Hello,
I am learning to do Metatranscriptomics analysis without paired MGX. I read the paper on comparing DE methods (Statistical approaches for differential expression analysis in metatranscriptomics - PMC) and found it super helpful in terms of the steps necessary for a robust statistical comparison - seems like M3 is the way to go for my analysis. I ran my samples through HUMANn4 to get my gene family outputs (KO, GO, and Level4ECs). However, I’m not entirely sure how to get each
…species’ total RNA contributions as a model covariate.
from the HUMANn output. Would it just be # features from species A / # all features?
I read through the MTX model 3 tutorial on github but it uses DNA copy number / abundances to adjust the data - no mention on MTX data alone without MGX.. other than running MaAsLin3 on raw RNA abundances (which I don’t think is the same as M3 from the paper?).
Thanks!
Hi,
Model 3 means that you need both the metatranscriptomics scaled within each species (which you have) as well as a way of estimating the taxonomic abundance from the RNA (via a uniformly expressed housekeeper gene or something).

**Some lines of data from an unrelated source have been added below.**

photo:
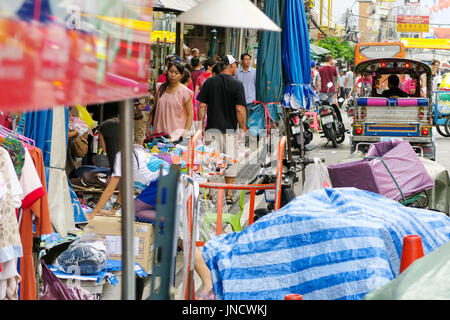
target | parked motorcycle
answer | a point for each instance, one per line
(296, 117)
(350, 108)
(331, 120)
(268, 174)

I’m not sure if you have the second based on what you’ve described. In MaAsLin 3, you would then use the feature_specific_covariate field with the taxa table from maaslin3::preprocess_taxa_mtx - let me know if the examples in ?preprocess_taxa_mtx aren’t informative enough.
Will
Thanks for your reply Will. My pipeline was first QC (using Kneaddata) then metaphlan4 then HUMANn4 (which I used the output of metaphlan for). As such, my taxonomic abundance would’ve been estimated by metaphlan? If I don’t have a uniformly expressed housekeeper gene spiked in, is there any way to use model 3 still?
Sorry, is that to say you put the RNA sequencing through MetaPhlAn?
Correct. I ran metaphlan4 separately because if I remember correctly, HUMANn4 invokes an outdated version of metaphlan/chocophlan. So instead, I ran metaphlan4 separately and then passed those output files into humann4 using the --taxonomic_profiles flag.
Hmm, I’m not quite sure what to make of MPA4 on RNA sequencing - the normalization steps of MPA4 that allow you to go from read alignments to average coverage make pretty strong assumptions about any location on the genome being equally likely to be sequenced. This is quite different from RNA sequencing where you’d pick up really heavy “coverage” of highly expressed genes. If you can identify some housekeeper genes that are similarly expressed across most taxa but have enough sequencing variation to distinguish the taxa, I think that’s your best bet for estimating taxonomic abundance from the RNA sequencing data.